Overslaan en naar de inhoud gaan

Divosa Monitor Vroegsignalering Schulden • Jaarrapportage 2022

Laatste update:

3 Bijna 8 op de 10 signalen leidt tot een melding

3.2 Redenen om signalen terzijde te leggen

Behalve het registratieverschil, zijn er voor gemeenten zelf diverse redenen om niet alle signalen op te volgen en een hulpaanbod te doen via vroegsignalering. Dit betekent niet dat een gemeente in zo’n geval geen acties uitvoert naar aanleiding van het signaal. Zo kan er contact zijn met de signaalpartner, schuldhulpverlening of een andere organisatie, bijvoorbeeld als iemand in een instelling verblijft.
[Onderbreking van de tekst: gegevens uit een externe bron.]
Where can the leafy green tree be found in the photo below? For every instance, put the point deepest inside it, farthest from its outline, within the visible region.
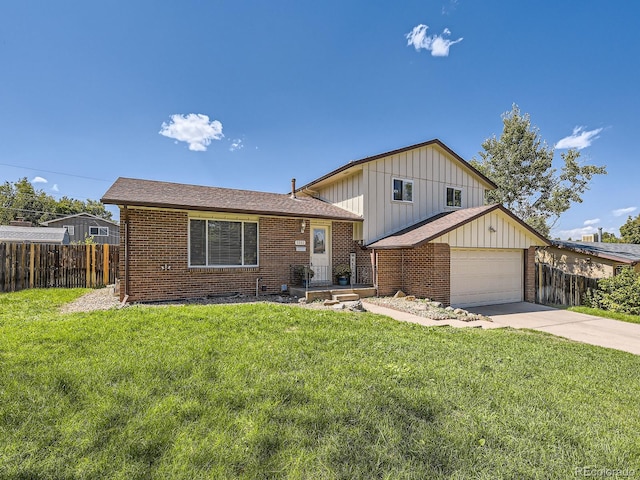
(620, 293)
(21, 199)
(520, 163)
(630, 231)
(609, 238)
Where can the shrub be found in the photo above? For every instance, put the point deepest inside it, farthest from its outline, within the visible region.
(620, 293)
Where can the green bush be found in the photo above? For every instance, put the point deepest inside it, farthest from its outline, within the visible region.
(620, 293)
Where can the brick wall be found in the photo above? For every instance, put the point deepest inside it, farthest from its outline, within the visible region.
(428, 272)
(344, 245)
(158, 238)
(530, 275)
(423, 271)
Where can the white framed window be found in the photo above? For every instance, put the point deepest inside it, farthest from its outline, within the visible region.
(402, 190)
(223, 243)
(99, 231)
(454, 197)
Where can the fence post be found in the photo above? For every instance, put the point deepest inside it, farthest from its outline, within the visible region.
(87, 280)
(94, 280)
(32, 259)
(105, 264)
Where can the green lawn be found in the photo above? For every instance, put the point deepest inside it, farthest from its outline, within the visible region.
(275, 391)
(607, 314)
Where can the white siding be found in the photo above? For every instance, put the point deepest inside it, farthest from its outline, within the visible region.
(432, 170)
(477, 234)
(367, 191)
(346, 193)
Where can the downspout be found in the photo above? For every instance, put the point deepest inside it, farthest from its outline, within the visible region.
(402, 270)
(126, 255)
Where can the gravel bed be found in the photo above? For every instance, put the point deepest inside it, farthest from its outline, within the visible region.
(99, 299)
(426, 308)
(105, 299)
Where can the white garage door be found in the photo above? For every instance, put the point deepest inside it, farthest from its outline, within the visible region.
(483, 276)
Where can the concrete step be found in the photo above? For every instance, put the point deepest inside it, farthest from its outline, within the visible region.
(345, 297)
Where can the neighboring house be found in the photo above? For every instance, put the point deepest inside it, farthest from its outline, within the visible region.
(84, 225)
(415, 219)
(590, 259)
(12, 234)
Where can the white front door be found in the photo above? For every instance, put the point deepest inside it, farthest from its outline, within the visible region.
(321, 253)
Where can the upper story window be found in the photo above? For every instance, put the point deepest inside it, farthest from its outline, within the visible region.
(402, 190)
(454, 197)
(218, 243)
(98, 231)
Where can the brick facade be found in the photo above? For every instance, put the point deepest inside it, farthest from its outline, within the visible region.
(423, 271)
(530, 275)
(344, 245)
(158, 257)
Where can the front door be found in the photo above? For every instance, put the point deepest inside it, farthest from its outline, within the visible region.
(321, 253)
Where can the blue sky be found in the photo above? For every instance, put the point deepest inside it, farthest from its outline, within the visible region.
(248, 94)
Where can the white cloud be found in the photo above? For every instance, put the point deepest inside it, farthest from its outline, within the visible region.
(623, 211)
(450, 7)
(580, 138)
(438, 45)
(576, 233)
(236, 145)
(193, 128)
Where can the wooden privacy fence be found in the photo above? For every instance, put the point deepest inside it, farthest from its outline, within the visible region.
(555, 287)
(41, 266)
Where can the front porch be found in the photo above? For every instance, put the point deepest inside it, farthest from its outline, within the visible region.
(315, 282)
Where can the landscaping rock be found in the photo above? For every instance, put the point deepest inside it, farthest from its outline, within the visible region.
(354, 306)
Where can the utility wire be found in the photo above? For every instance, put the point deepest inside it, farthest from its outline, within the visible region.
(55, 173)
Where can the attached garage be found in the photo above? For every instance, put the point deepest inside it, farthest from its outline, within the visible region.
(484, 276)
(464, 258)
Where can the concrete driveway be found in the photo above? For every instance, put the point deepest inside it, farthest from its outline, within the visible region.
(575, 326)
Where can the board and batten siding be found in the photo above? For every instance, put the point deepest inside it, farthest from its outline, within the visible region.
(347, 193)
(477, 234)
(368, 192)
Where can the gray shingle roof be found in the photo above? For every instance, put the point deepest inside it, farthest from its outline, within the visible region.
(621, 252)
(440, 224)
(151, 193)
(34, 235)
(77, 215)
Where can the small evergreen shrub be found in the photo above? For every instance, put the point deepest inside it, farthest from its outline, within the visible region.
(620, 293)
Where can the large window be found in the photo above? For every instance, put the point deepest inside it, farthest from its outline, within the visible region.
(402, 190)
(98, 231)
(218, 243)
(454, 197)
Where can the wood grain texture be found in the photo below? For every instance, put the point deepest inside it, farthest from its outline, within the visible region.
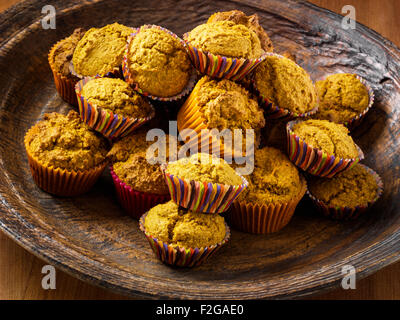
(79, 288)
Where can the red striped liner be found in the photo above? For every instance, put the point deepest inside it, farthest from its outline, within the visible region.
(179, 256)
(109, 124)
(313, 160)
(202, 196)
(128, 76)
(135, 203)
(348, 213)
(218, 66)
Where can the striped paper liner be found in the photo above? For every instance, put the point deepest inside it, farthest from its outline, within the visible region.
(62, 182)
(179, 256)
(218, 66)
(202, 196)
(109, 124)
(313, 160)
(348, 213)
(264, 218)
(128, 76)
(134, 202)
(273, 111)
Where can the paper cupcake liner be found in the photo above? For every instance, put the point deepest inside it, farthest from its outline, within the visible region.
(273, 111)
(179, 256)
(201, 196)
(128, 76)
(65, 86)
(109, 124)
(135, 202)
(263, 219)
(348, 213)
(218, 66)
(62, 182)
(313, 160)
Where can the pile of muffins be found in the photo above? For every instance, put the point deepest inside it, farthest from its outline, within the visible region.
(224, 74)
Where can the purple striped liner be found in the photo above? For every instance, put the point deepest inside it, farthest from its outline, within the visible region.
(128, 76)
(202, 196)
(218, 66)
(109, 124)
(313, 160)
(272, 111)
(348, 213)
(179, 256)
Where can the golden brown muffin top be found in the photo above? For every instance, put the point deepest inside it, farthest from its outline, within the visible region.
(117, 96)
(330, 137)
(204, 167)
(63, 53)
(158, 63)
(351, 188)
(188, 229)
(275, 179)
(250, 22)
(64, 141)
(341, 97)
(132, 166)
(226, 38)
(101, 50)
(286, 84)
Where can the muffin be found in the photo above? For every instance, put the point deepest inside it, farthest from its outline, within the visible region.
(224, 49)
(285, 89)
(183, 238)
(203, 183)
(347, 195)
(342, 97)
(59, 58)
(101, 50)
(250, 22)
(157, 63)
(321, 147)
(275, 188)
(221, 104)
(112, 107)
(65, 156)
(138, 179)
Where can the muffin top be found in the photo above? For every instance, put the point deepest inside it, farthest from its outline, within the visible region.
(132, 167)
(101, 50)
(274, 179)
(341, 97)
(226, 38)
(250, 22)
(178, 227)
(63, 53)
(203, 167)
(64, 141)
(158, 63)
(117, 96)
(330, 137)
(351, 188)
(286, 84)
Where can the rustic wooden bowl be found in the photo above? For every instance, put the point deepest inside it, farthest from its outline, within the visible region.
(91, 238)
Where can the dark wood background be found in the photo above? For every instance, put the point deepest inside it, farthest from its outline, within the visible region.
(20, 271)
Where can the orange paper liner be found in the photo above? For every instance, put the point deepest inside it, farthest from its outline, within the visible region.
(263, 219)
(62, 182)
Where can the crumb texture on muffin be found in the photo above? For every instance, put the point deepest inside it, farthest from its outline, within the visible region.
(158, 63)
(330, 137)
(175, 226)
(117, 96)
(64, 141)
(354, 187)
(286, 84)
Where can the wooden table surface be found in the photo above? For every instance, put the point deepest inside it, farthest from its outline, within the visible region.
(20, 271)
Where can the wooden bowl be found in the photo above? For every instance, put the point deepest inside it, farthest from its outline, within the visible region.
(90, 237)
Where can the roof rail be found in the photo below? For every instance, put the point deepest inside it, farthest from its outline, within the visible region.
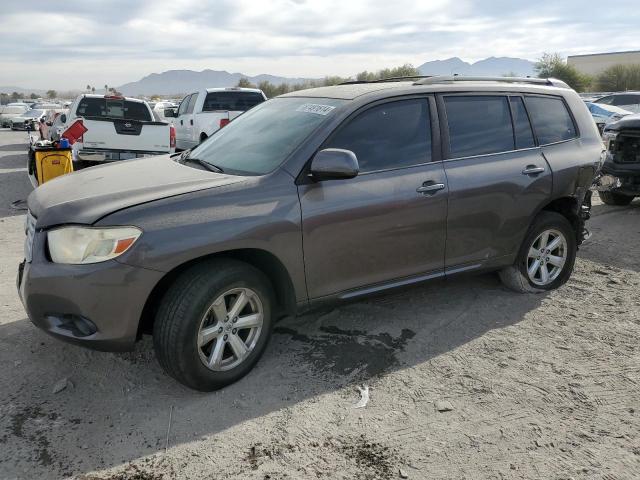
(552, 82)
(382, 80)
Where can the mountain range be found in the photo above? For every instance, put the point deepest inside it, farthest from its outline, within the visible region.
(492, 66)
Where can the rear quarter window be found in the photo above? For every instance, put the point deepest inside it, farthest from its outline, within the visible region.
(478, 125)
(551, 119)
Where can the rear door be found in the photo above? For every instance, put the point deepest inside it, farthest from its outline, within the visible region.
(388, 223)
(498, 177)
(182, 139)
Onderstaande figuur laat zien waarom gemeenten niet alle signalen oppakken. De meest genoemde reden is het feit dat een inwoner al bekend is bij schuldhulpverlening. Ook noemt bijna de helft van de ondervraagde gemeenten dat een te laag schuldbedrag reden is om het signaal niet op te volgen. Daarnaast komt het voor dat een inwoner niet meer in het BRP is ingeschreven of wel ingeschreven, maar niet op het doorgegeven adres. Ook dat zijn belangrijke verklaringen waarom een gemeente een signaal niet op kan pakken.

Ondergrens schuldbedrag

Uit de figuur blijkt dat lage schuldbedragen voor bijna de helft van de gemeenten een criterium is om een signaal niet op te volgen en de inwoner niet te benaderen met een hulpaanbod.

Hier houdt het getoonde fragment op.